The non-coding epitranscriptome in cancer

Abstract

Post-synthesis modification of biomolecules is an efficient way of regulating and optimizing their functions. The human epitranscriptome includes a variety of more than 100 modifications known to exist in all RNA subtypes. Modifications of non-coding RNAs are particularly interesting since they can directly affect their structure, stability, interaction and function. Indeed, non-coding RNAs such as tRNA and rRNA are the most modified RNA species in eukaryotic cells. In the last 20 years, new functions of non-coding RNAs have been discovered and their involvement in human disease, including cancer, became clear. In this review, we will present the evidence connecting modifications of different non-coding RNA subtypes and their role in cancer.
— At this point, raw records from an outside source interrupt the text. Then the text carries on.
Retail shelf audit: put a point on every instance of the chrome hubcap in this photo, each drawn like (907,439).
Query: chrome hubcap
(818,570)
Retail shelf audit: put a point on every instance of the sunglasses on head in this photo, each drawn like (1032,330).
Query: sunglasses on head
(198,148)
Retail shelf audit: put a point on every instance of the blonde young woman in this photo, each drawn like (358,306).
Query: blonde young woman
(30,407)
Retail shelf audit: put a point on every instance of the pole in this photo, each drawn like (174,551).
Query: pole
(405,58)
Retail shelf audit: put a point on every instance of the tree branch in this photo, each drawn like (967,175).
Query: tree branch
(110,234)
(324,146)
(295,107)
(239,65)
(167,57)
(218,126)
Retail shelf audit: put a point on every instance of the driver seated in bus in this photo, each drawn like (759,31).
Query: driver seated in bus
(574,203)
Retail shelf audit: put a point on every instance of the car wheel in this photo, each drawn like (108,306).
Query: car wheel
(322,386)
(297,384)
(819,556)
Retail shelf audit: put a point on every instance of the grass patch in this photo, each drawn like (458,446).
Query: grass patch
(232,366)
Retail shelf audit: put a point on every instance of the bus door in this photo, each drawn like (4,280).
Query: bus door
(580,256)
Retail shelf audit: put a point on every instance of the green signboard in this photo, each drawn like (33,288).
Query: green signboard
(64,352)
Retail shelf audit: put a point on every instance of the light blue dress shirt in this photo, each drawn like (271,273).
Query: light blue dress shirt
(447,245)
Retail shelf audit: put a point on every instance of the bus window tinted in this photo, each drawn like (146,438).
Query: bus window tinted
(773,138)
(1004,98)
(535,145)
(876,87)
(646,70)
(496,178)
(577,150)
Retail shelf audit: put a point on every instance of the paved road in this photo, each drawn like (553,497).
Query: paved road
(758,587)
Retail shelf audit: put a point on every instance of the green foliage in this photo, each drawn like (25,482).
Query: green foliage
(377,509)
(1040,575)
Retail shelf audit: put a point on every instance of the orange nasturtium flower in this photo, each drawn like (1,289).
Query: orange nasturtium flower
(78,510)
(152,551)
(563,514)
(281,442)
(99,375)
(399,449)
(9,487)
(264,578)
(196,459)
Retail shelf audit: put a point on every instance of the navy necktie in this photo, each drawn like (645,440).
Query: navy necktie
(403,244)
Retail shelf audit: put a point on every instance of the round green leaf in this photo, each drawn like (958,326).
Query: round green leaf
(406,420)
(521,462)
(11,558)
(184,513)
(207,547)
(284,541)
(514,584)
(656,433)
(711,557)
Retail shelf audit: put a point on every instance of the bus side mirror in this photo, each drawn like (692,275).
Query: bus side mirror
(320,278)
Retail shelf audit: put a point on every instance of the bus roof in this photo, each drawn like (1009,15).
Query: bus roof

Keywords: RNA epigenetics; RNA methylation; RNA modifications; cancer; epitranscriptomics; non-coding RNA.

Figure 1

rRNA and tRNA modifications involved in cancer. Figure depicts RNA modifications (circles) on ribosomal (rRNA, left panel) and transfer RNA (tRNA, right panel) that have been connected to cancer. The enzymes responsible for their deposition are indicated in the balloons. m¹acp³Ψ: 1-methyl-3-a-amino-a-carboxyl-propyl pseudouridine; m⁶A: 6-methyladenosine; m⁵C: 5-methylcytosine; O-me: 2’O-methylation; Ψ: pseudouridine; m⁷G: 7-methylguanosine; cm⁵U: 5- carboxymethyluridine; mcm⁵U: 5- methoxycarbonylmethyluridine; mcm⁵s²U: 5-methoxycarbonylmethyl-2-thiouridine.

Figure 2

miRNA, lncRNA and circRNA modifications involved in cancer. Figure depicts RNA modifications (circles) on microRNAs (miRNA, left panel), long non-coding RNAs (lncRNA, top right panel) and circular RNAs (circRNAs, bottom right panel) that have been linked to cancer. The enzymes responsible for their deposition are indicated in the balloons. m⁷G: 7-methylguanosine; I: inosine; m⁶A: 6-methyladenosine; P-me: 5’-methylphosphate; 2’-O-me: 2’ O-methylation; m⁵C: 5- methylcytosine; Ψ: pseudouridine.